Durante algum tempo, Alberto e Sofia ficaram sentados no banco da praça sem dizer nada. Orgulhosas, as pombas arrulhavam e passavam por eles de pescoço empinado. De vez em quando algumas voavam, espantadas por um movimento brusco ou por uma bicicleta que passava.
— Preciso ir para casa preparar a festa — disse Sofia quebrando o silêncio.
— Só que antes de nos despedirmos quero lhe mostrar uma gralha branca. Ela está mais perto do que a gente pensa.
Alberto levantou-se e fez um sinal para que ela o acompanhasse de novo à livraria.

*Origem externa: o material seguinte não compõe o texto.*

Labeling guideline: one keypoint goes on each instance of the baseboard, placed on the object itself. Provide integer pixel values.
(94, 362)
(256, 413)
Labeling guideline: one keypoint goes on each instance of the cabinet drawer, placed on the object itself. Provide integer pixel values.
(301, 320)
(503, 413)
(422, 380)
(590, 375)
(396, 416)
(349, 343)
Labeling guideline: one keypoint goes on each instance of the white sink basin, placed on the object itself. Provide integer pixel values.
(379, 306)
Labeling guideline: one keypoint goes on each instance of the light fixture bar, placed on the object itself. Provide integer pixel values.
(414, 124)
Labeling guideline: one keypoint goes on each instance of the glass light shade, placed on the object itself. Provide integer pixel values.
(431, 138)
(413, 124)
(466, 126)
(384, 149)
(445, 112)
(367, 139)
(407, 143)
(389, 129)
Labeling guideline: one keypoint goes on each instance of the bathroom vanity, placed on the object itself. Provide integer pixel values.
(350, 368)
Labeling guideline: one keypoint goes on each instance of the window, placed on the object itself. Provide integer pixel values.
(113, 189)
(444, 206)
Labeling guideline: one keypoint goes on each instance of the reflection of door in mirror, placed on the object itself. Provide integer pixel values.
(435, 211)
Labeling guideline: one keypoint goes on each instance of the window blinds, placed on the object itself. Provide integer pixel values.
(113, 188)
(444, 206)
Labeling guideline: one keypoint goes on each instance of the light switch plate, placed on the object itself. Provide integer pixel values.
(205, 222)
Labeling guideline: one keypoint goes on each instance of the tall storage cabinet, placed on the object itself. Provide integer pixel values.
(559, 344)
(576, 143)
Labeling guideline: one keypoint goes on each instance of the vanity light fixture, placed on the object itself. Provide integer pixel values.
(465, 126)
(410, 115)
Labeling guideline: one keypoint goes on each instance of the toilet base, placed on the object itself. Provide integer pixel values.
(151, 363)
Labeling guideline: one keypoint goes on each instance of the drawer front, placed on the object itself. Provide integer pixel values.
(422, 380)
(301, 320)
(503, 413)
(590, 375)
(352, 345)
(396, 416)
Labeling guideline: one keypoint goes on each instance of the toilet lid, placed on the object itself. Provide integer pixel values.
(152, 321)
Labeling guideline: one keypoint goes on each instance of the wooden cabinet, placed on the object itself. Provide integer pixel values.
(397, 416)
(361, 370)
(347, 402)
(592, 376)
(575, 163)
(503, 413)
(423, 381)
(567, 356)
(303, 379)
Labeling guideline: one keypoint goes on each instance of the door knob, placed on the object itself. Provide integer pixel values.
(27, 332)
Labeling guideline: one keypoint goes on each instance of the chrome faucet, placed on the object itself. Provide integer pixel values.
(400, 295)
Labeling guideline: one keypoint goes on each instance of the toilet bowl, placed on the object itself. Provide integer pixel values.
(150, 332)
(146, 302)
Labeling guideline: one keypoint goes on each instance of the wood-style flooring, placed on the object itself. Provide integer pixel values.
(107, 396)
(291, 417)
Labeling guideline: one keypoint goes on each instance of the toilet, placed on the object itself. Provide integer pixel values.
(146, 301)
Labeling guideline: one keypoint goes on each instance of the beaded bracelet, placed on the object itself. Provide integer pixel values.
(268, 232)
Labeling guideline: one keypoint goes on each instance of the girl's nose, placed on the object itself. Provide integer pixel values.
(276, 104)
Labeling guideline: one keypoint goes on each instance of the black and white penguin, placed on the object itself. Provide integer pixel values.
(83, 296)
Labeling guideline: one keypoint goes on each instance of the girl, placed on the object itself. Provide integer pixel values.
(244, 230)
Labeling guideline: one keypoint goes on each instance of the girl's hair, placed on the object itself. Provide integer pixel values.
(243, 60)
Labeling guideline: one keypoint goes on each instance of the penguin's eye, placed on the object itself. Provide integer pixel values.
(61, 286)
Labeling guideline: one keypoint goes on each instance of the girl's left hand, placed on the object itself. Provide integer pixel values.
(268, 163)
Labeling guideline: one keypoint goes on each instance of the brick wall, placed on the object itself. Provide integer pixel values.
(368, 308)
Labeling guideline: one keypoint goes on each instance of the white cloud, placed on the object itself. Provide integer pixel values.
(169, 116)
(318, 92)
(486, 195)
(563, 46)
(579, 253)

Desta vez deixaram de lado todos os livros sobre fenômenos sobrenaturais. Alberto parou diante de uma pequena estante que ficava no fundo da livraria. Sobre a estante havia uma pequena placa em que estava escrito: FILOSOFIA.
Alberto apontou para um dos livros e Sofia levou um tremendo susto quando leu o título: O MUNDO DE SOFIA.
— Posso comprá-lo para você?
— Não sei se ouso responder que sim.
Pouco depois, porém, ela já voltava para casa com o livro numa das mãos e a sacola de compras para a festa na outra.